Separate data on March activity in China also showed retail sales growth quickened to 10.6%, beating expectations and hitting a near two-year high, while factory output growth also sped up but was just below expectations.
“The view on the dollar getting a bit weaker from here against the majors is predicated on a strong China,” said Thierry Wizman, Macquarie global FX & rates strategist in New York. “When you have the rest of the world doing well or better than U.S. in terms of activity … that’s usually bad for the dollar.”
Also driving dollar weakness is the likelihood disinflation already is occurring in the United States, a reason the Federal Reserve is going to pause hiking interest rates, Wizman said.
“There’s a good chance that the euro and Sterling continue to do well,” he said. “It starts with the disinflation story in the U.S., which is something that people are not really latching on to.”
The euro rose 0.38% to $1.0968 after two consecutive daily declines of more than 0.5%, while the dollar index, a measure of the greenback against six major currencies, slid 0.362%. The index rose over 1% in the last two trading sessions.
China’s offshore yuan rose 0.02% to $6.8824 per dollar.
Britain’s pound jumped despite an unexpected rise in the unemployment rate in the three months to February as pay growth stayed higher than forecast, which could prompt the Bank of England to hike its interest rate again in May.
“The surprise this year has been how strong the euro has been and Sterling, especially, given that we were coming out of the second half of last year with a multitude of crises in Europe,” Wizman said.
Sterling was last trading at $1.2427, up 0.43% on the day.
Futures traders are pricing in an 83.4% chance of the Fed raising rates by 25 basis points at its next meeting in May, with traders still expecting rate cuts toward the end of the year.
Jim Caron, co-chief investment officer of the Global Risk Balanced Team at Morgan Stanley Investment Management, said after a hike in May the Fed will keep rates in the 5%-5.25% range the entire year to ensure inflation remains under control.
“What keeps the Fed up at night is the fear that inflation becomes unanchored” and doesn’t remain lower near the U.S. central bank’s 2% target, Caron said. “If it starts to percolate back up again, and it becomes unanchored, then that’s a bigger problem.”
The U.S. central bank should continue raising rates on the back of recent data showing inflation remains persistent while the broader economy seems poised to continue growing, even if slowly, St.

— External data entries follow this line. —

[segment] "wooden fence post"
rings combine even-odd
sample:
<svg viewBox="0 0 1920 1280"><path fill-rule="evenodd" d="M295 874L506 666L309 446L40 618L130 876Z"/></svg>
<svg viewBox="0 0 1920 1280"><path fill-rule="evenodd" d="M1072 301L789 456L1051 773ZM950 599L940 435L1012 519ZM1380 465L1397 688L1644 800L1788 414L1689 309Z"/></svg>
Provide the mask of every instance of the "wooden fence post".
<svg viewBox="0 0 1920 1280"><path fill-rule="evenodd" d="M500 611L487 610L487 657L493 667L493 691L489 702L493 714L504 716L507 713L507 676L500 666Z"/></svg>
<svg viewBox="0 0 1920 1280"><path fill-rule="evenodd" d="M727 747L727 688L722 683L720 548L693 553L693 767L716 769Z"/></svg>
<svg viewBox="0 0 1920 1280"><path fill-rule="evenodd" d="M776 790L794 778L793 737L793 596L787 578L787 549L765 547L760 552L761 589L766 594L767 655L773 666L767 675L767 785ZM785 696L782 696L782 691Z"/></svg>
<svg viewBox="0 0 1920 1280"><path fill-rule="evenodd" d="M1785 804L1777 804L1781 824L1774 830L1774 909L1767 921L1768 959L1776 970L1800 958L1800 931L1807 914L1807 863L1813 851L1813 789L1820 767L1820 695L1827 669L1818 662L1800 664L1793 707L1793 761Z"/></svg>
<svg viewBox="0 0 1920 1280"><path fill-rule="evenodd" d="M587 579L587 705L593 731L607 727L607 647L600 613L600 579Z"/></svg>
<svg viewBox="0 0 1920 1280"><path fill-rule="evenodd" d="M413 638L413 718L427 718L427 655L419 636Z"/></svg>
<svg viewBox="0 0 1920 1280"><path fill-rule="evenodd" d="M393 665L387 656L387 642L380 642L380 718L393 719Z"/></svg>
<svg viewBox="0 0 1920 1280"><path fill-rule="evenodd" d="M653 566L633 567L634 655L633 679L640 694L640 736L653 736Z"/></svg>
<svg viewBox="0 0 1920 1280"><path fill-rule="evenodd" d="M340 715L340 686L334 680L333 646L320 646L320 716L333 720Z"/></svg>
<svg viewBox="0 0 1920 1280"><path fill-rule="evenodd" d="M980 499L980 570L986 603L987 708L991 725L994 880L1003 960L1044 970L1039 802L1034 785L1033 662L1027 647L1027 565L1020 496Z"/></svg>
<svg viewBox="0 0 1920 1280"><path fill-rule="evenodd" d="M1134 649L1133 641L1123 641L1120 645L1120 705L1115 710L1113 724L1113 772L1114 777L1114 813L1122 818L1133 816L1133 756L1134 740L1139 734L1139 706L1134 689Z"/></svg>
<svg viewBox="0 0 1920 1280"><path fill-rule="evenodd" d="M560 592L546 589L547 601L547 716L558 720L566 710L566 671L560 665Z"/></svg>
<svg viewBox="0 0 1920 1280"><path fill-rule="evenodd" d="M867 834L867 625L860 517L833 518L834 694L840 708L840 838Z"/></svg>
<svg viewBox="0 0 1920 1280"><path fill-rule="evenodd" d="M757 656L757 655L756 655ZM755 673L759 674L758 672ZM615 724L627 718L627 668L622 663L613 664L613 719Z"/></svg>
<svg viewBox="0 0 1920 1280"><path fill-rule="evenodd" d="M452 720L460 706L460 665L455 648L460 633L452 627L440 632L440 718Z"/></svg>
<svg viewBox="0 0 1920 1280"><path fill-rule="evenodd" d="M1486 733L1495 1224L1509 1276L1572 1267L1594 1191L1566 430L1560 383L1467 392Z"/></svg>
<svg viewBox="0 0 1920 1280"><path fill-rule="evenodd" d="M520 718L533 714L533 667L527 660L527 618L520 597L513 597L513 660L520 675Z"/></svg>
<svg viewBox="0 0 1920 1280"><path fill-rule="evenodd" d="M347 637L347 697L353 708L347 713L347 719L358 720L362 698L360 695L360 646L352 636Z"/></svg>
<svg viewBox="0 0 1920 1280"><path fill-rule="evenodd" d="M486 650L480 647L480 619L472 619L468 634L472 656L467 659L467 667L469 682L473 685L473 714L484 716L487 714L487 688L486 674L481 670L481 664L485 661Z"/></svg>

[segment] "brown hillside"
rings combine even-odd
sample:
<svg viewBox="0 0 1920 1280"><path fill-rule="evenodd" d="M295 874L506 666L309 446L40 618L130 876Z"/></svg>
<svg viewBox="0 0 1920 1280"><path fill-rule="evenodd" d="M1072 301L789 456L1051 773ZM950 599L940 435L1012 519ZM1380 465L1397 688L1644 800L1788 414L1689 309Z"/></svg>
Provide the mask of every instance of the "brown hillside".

Louis Fed President James Bullard told Reuters.
Rates and inflation https://www.reuters.com/graphics/USA-FED/INFLATION/gkvlgnaywpb/chart.png
“The dollar can remain sensitive to the strength, or not, of the economic data as the Fed likely nears the end of their tightening cycle,” said Kristina Clifton, an economist at Commonwealth Bank of Australia (CBA).
The Australian dollar rose 0.39% versus the greenback to $0.673 after Reserve Bank of Australia (RBA) minutes showed the central bank considered an 11th consecutive rate hike in April before deciding to pause.
The RBA, however, said it was ready to tighten further if inflation and demand failed to cool.
The yen strengthened 0.32% to 134.05 per dollar.
The Mexican peso lost 0.21% versus the dollar at 18.05 while the Canadian dollar fell 0.01% versus the greenback to 1.34 per dollar.